In the example below, we make use of data supplied through a data_list.
annotated_sm_hm <- similarity_matrix_heatmap(
similarity_matrix = similarity_matrix,
cluster_solution = cluster_solution,
scale_diag = "mean",
log_graph = TRUE,
data_list = data_list,
left_hm = list(
"Diagnosis" = "diagnosis"
),
top_hm = list(
"Gender" = "gender"
),
top_bar = list(
"Age" = "age"
),
annotation_colours = list(
Diagnosis = c(
"definite asthma" = "red3",
"possible asthma" = "pink1",
"no asthma" = "bisque1"
),
Gender = c(
"female" = "purple",
"male" = "lightgreen"
)
),
heatmap_height = grid::unit(10, "cm"),
heatmap_width = grid::unit(10, "cm")
)
save_heatmap(
heatmap = annotated_sm_hm,
path = "./annotated_sm_heatmap.png",
width = 500,
height = 440,
res = 80
)
The colours red3
, pink1
, etc. are built-in
R colours that you can browse by calling colours()
.
For reference, the code below shows how you would achieve these
annotations using standard ComplexHeatmap
syntax.
merged_df <- collapse_dl(data_list)
order <- sort(cluster_solution, index.return = TRUE)$"ix"
merged_df <- merged_df[order, ]
top_annotations <- ComplexHeatmap::HeatmapAnnotation(
Age = ComplexHeatmap::anno_barplot(merged_df$"age"),
Gender = merged_df$"gender",
col = list(
Gender = c(
"female" = "purple",
"male" = "lightgreen"
)
),
show_legend = TRUE
)
left_annotations <- ComplexHeatmap::rowAnnotation(
Diagnosis = merged_df$"diagnosis",
col = list(
Diagnosis = c(
"definite asthma" = "red3",
"possible asthma" = "pink1",
"no asthma" = "bisque1"
)
),
show_legend = TRUE
)
similarity_matrix_heatmap(
similarity_matrix = similarity_matrix,
cluster_solution = cluster_solution,
scale_diag = "mean",
log_graph = TRUE,
data = merged_df,
top_annotation = top_annotations,
left_annotation = left_annotations
)
Take a look at the ComplexHeatmap Complete Reference to learn more about what is possible with this package.
Be aware that the ordering of both your data and your similarity
matrix will be influenced if you supply values for the
cluster_solution
or order
parameters.
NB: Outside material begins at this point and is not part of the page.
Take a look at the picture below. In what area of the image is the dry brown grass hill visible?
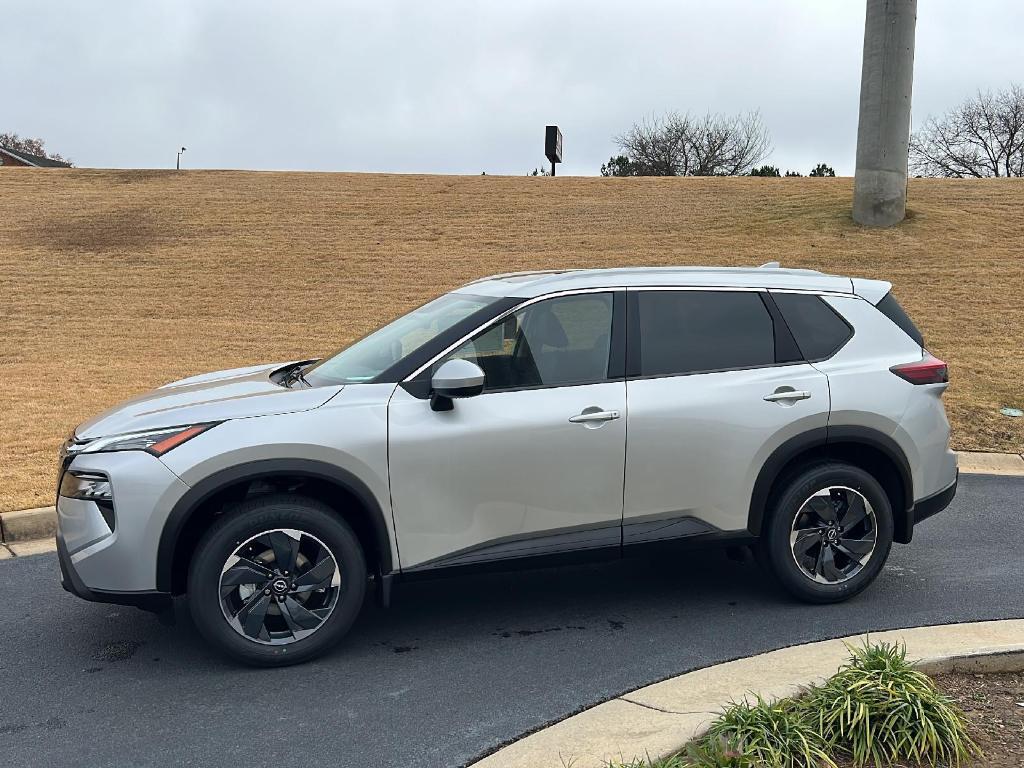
[0,169,1024,511]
If you
don’t think your data is lining up properly, consider manually making
sure your similarity_matrix
rows and columns are sorted to
your preference (e.g., based on cluster) and that the order of your data
matches. This will be easier to do with a dataframe
than
with a data_list
, as the data_list
forces
patients to be sorted by their unique IDs upon generation.